One wrong move meant a decrease in my growing business. Society is still very much society and as an immigrant woman who came from wealth, it meant not only would I be judged by the men and women in Vancouver but I would also be judged by the men and women in Egypt and in Saudi Arabia. I was an Al-Ameen, the name held power, influence and sometimes even fear.
And this all means one thing, I can’t ever let anyone know my diagnosis. Nothing good will come from it. Nothing at all.
Chapter 2
Enrique
There was something off about the ice queen today. I couldn’t quite place it but her cold apathy seemed to be replaced with something more like contemplating distance. Normally, it would not have bothered me but she threw off my entire fucking schedule just to not hear a damn word I said. Hell, I don't think she even looked at me once. Sometimes I think she fucks up my day for fun.
I'd given her grace thinking it was something to do with her ill father but she quickly dismissed my assistant's attempt to provide comfort.

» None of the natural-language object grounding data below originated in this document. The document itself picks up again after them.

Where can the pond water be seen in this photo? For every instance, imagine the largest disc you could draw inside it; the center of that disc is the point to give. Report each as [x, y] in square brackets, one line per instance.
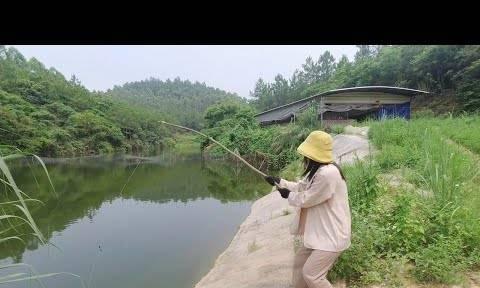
[121, 222]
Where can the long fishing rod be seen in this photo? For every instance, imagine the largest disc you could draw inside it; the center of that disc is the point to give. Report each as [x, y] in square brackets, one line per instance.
[221, 145]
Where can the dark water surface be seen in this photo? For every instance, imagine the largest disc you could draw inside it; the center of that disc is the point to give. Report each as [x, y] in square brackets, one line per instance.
[165, 229]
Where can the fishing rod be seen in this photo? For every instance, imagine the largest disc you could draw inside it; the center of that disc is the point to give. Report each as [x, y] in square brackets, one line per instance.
[221, 145]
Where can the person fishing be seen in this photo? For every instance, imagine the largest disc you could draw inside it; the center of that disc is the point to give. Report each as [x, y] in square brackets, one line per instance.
[323, 214]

It wasn't the dismissal that made me adopt the nickname that those around the office had given her years ago, it was how she said it.
"No one say anything else to me about that man."
Hours later the words are still in my head. How could she not care about her dad? He was so warm that it's hard to believe that she's a product of him. I used to wonder if her distance was due to being the child of such a well-known person-the weight of a parent's fame and so on-but now I’m not sure.